American Coffee

Coffee is not originally from America, although the biggest coffee producers are on this continent. Coffee arrival in America is filled with stories, or perhaps romantic myths that give shine to the endeavor. It all began with the Dutch trading and cultivating coffee in their colonies in what is now Indonesia, around 1680. In those years Holland was a commercial power and it was common for its merchants and authorities to deliver gifts of goodwill to potential customers, or to keep potential enemies appeased. Thus in 1714, the authorities of Amsterdam gave the King Louis XIV of France a coffee tree, which went to the Royal Botanical Garden of Paris, or Jardin des Plantes as it has always been known.

 Coffee Plant Drawing

Botanical Illustration of a Coffea Arabica, from the Rubiaceae Family

 

Realizing the popularity of coffee, in 1720 Gabriel De Clieu, a French naval officer, and later governor of the island of Guadalupe, embarked to Martinique with at least one coffee plant obtained in the Jardin des Plantes. According to his account, he shared his ration of water with the plant during the hard journey to prevent it from dying, and from this heroic act resulted the first plantation of coffee in America, in this case on the island of Martinique. However, we always think that history is not so linear or has a single protagonist.

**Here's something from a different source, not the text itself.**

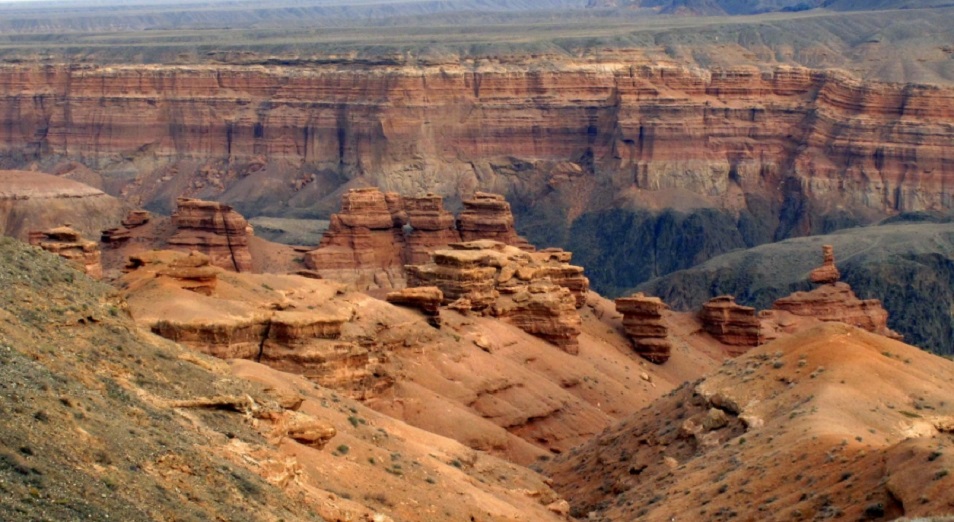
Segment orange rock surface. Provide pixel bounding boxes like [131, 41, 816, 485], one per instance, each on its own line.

It seems that already the Dutch, in 1718, cultivated coffee in Suriname, and in 1715 there were trees cultivated in the French colony of Santo Domingo (present-day Haiti). Therefore, the merit of being the first may be of a Dutchman or a Frenchman, more concerned about advancing his hacienda than to appear in books with a story of sacrifice and commercial wisdom. And apparently several had had the idea because in a period of 10 years coffee began to appear everywhere.

 

In 1727, another story, more romantic than De Clieu’s, tells that a Portuguese sailor, Francisco De Mello Palheta, wanted to participate in the cultivation of coffee, but there was no way to obtain seeds of French Guiana because the colony’s governor refused to export them. However, Palheta got to be sent on a diplomatic mission to settle a border dispute. During his stay in French Guiana, he managed to seduce the governor's wife, who secretly gave him a bouquet of flowers that were spiked in coffee seeds. Remember the date, 1727, hundreds of miles from everything, horse riding through the Amazonian jungle, and navigating rivers and sea in sailboats, in a foreign colony, solving the dispute, bringing back super valuable seeds and getting involved with the wife of a powerful governor. If Mello Palheta's story is true, James Bond looks like an amateur. Palheta did all that without technological support, super-fast cars or ultra-secret weapons. He would establish his coffee plantation in Pará, a state of northern Brazil bordering French Guiana and Surinam. From here the coffee would spread throughout Brazil that would become the world's largest producer.

 

Just 3 years later, in 1730, the Jesuit priest José Gumilla, in his book The Illustrated Orinoco, recorded the presence of coffee in the mission of Santa Teresa de Tabajé, in current Colombia, near the mouth of the Meta river in the Orinoco. It is assumed that the Jesuits or other travelers, brought the seeds to Colombia around that year, coming from the Guianas and crossing Venezuela. Therefore, it is very possible that between 1728 and 1730 its cultivation began in both countries.

 

Book The Illustrated Orinoco Engraved book illustration from a disbound copy of Illustrated Travels, c.1880 

 

One interesting fact: between Paramaribo, Surinam’s capital, and the mission mentioned by Father Gumilla, there are about 1000 miles, in a voyage by sea and then upstream the Orinoco river. In 1730 that was a pretty serious adventure. It is a pity that we do not know details of its protagonists, but with a good Frontino coffee, it will cost you nothing to activate your imagination.